18
Sun, Nov

UN ENVOY SAYS PEACE IN AFGHANISTAN MUST BE EXPLORED WITH ‘UTMOST URGENCY’

Afghanistan
Typography

It is imperative that avenues for peace be explored with the utmost urgency and seriousness, as conflict diverts resources that would be better spent on developing Afghanistan and helping its people, said Tadamichi Yamamoto, the UN Secretary-General’s Special Representative for Afghanistan, in a briefing to the Security Council today.


“As I look at the situation in Afghanistan today, I see opportunity and hope, but also formidable challenges,” said Mr.

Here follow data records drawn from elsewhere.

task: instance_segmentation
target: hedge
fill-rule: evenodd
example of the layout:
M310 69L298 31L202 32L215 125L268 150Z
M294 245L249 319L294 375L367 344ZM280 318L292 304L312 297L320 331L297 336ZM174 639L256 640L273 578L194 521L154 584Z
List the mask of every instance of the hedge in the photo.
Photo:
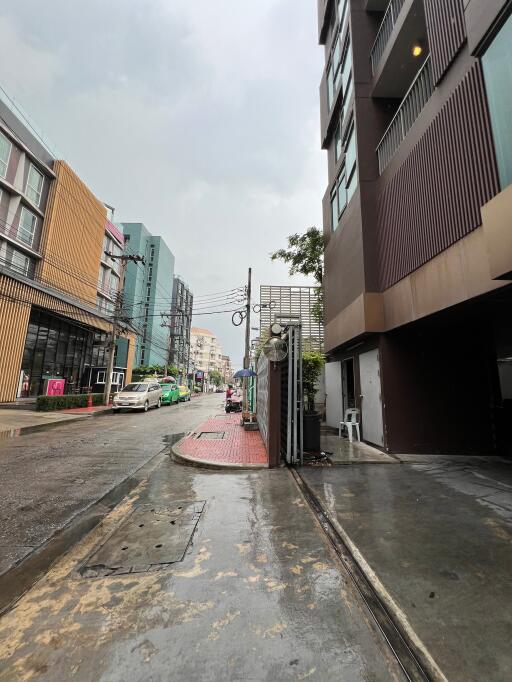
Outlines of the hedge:
M52 410L66 410L72 407L87 407L89 395L40 395L37 397L36 410L51 412ZM92 394L93 405L103 405L103 393Z

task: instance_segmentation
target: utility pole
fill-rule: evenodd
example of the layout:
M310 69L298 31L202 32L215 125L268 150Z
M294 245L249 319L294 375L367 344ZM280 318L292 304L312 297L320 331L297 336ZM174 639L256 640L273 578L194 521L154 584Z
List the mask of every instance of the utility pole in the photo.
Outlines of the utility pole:
M111 339L110 343L108 345L108 358L107 358L107 371L105 373L105 390L103 392L103 404L108 405L109 404L109 399L110 399L110 391L112 389L112 373L114 371L114 355L116 352L116 339L117 335L119 334L119 323L121 320L121 317L123 316L123 290L124 290L124 278L126 274L126 266L128 264L128 261L132 261L134 263L142 263L144 264L144 257L143 256L128 256L126 254L122 254L121 256L116 256L113 253L109 253L108 251L105 251L105 255L111 258L112 260L120 260L121 261L121 272L120 278L119 278L119 290L116 294L116 304L114 308L114 319L112 320L112 332L111 332Z
M252 285L252 268L249 268L249 275L247 278L247 303L245 315L245 356L244 369L249 369L251 362L251 285ZM244 377L244 412L249 412L249 378Z

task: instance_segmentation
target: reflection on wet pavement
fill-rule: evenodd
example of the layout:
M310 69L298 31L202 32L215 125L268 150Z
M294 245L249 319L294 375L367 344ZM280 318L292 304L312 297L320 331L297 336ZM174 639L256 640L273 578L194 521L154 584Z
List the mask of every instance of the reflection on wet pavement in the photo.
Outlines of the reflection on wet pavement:
M135 505L206 500L183 561L82 578ZM163 462L0 621L0 679L401 680L286 470Z

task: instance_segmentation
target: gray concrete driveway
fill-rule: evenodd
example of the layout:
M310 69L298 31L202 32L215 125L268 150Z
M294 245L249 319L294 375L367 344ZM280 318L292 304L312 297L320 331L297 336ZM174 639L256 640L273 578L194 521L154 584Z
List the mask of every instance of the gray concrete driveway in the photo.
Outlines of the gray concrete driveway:
M211 414L208 395L148 413L109 414L0 440L0 575Z
M0 680L404 679L287 470L217 473L159 460L0 619ZM112 557L126 551L126 568L143 549L176 552L172 521L190 503L204 510L182 561L102 574L119 568L105 558L109 538Z

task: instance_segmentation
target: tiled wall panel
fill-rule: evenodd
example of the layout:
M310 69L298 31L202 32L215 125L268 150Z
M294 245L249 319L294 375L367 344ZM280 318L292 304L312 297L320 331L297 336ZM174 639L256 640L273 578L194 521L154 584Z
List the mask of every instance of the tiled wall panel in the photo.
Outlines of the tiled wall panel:
M466 40L463 0L424 0L434 83L438 83Z

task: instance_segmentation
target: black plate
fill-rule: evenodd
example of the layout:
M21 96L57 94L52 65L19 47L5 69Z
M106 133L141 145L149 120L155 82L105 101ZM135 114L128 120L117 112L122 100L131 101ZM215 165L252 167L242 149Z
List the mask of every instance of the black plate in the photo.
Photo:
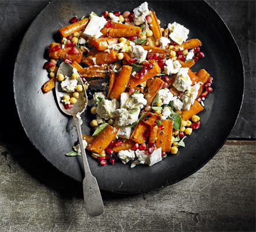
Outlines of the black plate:
M29 138L41 153L64 173L80 181L81 157L67 157L77 140L71 118L62 114L53 92L41 88L48 79L42 69L44 54L58 30L74 15L101 14L104 10L132 10L142 2L56 1L49 3L33 21L24 36L14 73L14 92L20 121ZM205 57L193 68L205 68L214 78L214 92L200 114L201 128L185 139L186 148L152 167L117 162L104 167L88 155L93 174L101 188L122 193L147 191L173 184L190 175L220 149L230 133L239 113L243 96L243 67L237 46L218 14L203 1L149 2L163 27L174 21L190 30L189 38L202 42ZM91 119L83 115L84 133L90 131ZM54 177L53 177L54 178Z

Yamamoto, who is also head of the UN Assistance Mission in Afghanistan (UNAMA).
The UN envoy spoke about the upcoming Brussels Conference as providing the time and space for the Afghan Government to move toward stability and self-reliance. “The Government should seize this opportunity,” he said, noting that a way must be found to ensure stability in the Government for the long term.
But Mr. Yamamoto cautioned that as one of the world’s most aid-dependent countries, it will be difficult for Afghanistan to achieve self-reliance as long as there is conflict. “Peace is therefore a requirement,” he stressed.
UNAMA’s chief outlined the many positive developments underway in the country, such as the advancement of the Government’s reform agenda and efforts to tackle corruption.
He pointed to the Warsaw Summit as an indication of strong support from the international community, and described the upcoming Brussels Conference as an opportunity for the Government to secure continued development assistance,  at or near existing levels, through 2020.
“Success in Brussels would mark another important step for Afghanistan towards self-reliance,” he said.
Speaking about Afghanistan’s security situation, the UN envoy characterized 2016 as another difficult year for the country, with intensive fighting continuing around the country, with a severe impact on civilians.
“I must report that, yet again, year on year civilian casualty figures are trending upwards,” he said. “Nowhere is this trend more apparent than for children, among whom there has been an 18 per cent increase in casualties, with 388 children killed in six months.”
Mr. Yamamoto went on to describe the numbers of people newly displaced by conflict, including a massive increase in the number of Afghan families returning from Pakistan. “If current trends continue,” he said, “Afghanistan will have to meet the needs of at least one million people on the move,” placing an overwhelming strain on already overstretched health and other social services.
“Unless measures are taken soon, many thousands of families face the prospect of winter with inadequate shelter or support,” he said.
On the National Unity Government, the UN envoy described the tension between the two leaders, and said a way forward must be found through realistic and flexible compromise. “The leaders must show to the people of Afghanistan and to the international community that they are able to govern effectively,” he said.
The international community, he said, is deeply committed to supporting the National Unity Government, and would be reassured by continued stability and its effectiveness.
In closing, the UN envoy once again said that peace is a necessity. “Without peace, Afghans will continue to suffer and economic growth and prosperity will not materialize,” he stressed, urging both sides to come together to find a lasting peace for Afghanistan.